De la Force, il avait été transféré au Luxembourg. En ventôse, nous le trouverons détenu à la Bourbe.

Le 1er nivôse an III, il écrit du Luxembourg aux « citoyens composant le comité de Sûreté générale :

« Le citoyen Vilate, âgé de vingt-six ans, du département de la Creuse, incarcéré le 3 thermidor, par ordre du comité de Sûreté générale, sur une dénonciation vague et insignifiante de Billaud-Varenne, réclame de la justice du comité de Sûreté générale d'être mis en liberté. Il croit avoir assez prouvé qu'il n'est ni suspect, ni coupable. Il a donc lieu d'espérer sa rentrée prochaine au sein de la société. Si la calomnie avait pu pénétrer dans le comité, je demande à être entendu pour la pulvériser.

« VILATE1[1]. »

 

Le même jour, il envoie à Regnauld (de la Manche), député à la Convention, le billet suivant :

« Au citoyen Regnauld (de la Manche) député à la Convention, rue de Seine, n° 32, à Paris.

« Il me seroit difficile de vous exprimer ma sensibilité pour les marques d'attachement que vous me témoignés. Vos désirs et les miens ne ne (sic) peuvent qu'être bientôt réalisés. J'attribue la lenteur de la justice à la foule d'affaires dont est environné le comité de Sûreté générale. Avec le zèle d 'un bon citoyen, on lève aisément cet obstacle. Il est tems que les hommes probes sentent enfin le besoin de se réunir. Leur salut dépend de leur union.
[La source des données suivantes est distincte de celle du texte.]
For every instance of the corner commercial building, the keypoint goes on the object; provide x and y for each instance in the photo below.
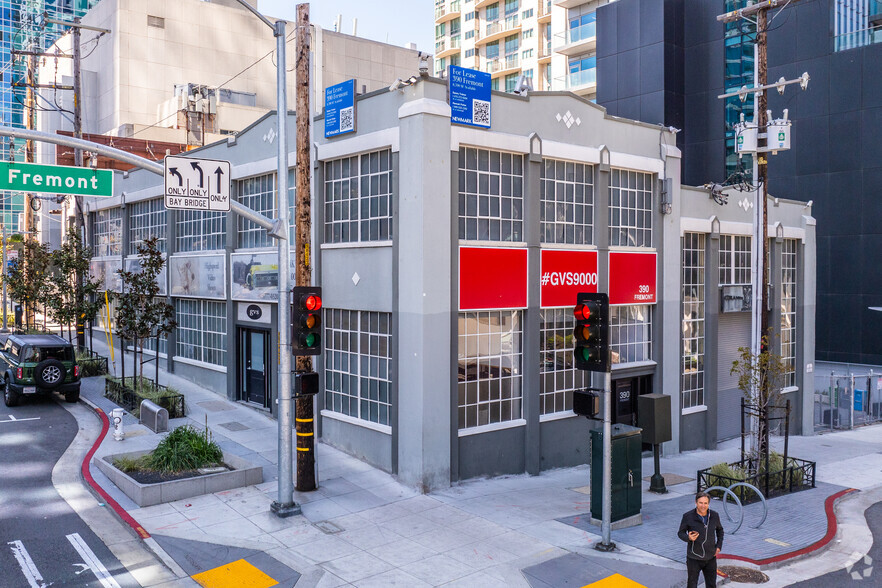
(193, 72)
(684, 58)
(449, 258)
Quand la malveillance s'agite, la vertu, le courage doivent être là pour la contenir et la renverser. Je n'ai d'ennemis que les hommes à qui j'ai arraché le masque. Leurs affidés sont connus. Je laisse à votre sagesse de décider le choix des personnes qu'elle croira devoir intéresser.

« Ma pétition est ci-incluse. Je suis, avec les sentiments que vous m'avez inspirés, votre concitoyen,

« VILATE It[2]. »

« Du Luxembourg, 1er nivôse, l'an III. »

 

Le 20 nivôse, il réclame des vêtements et du linge, « dont il a le plus pressant besoin ». Il a toujours tardé, depuis le 3 thermidor, jour de son arrestation, à faire cette demande, « dans l'espérance d'avoir sa liberté ».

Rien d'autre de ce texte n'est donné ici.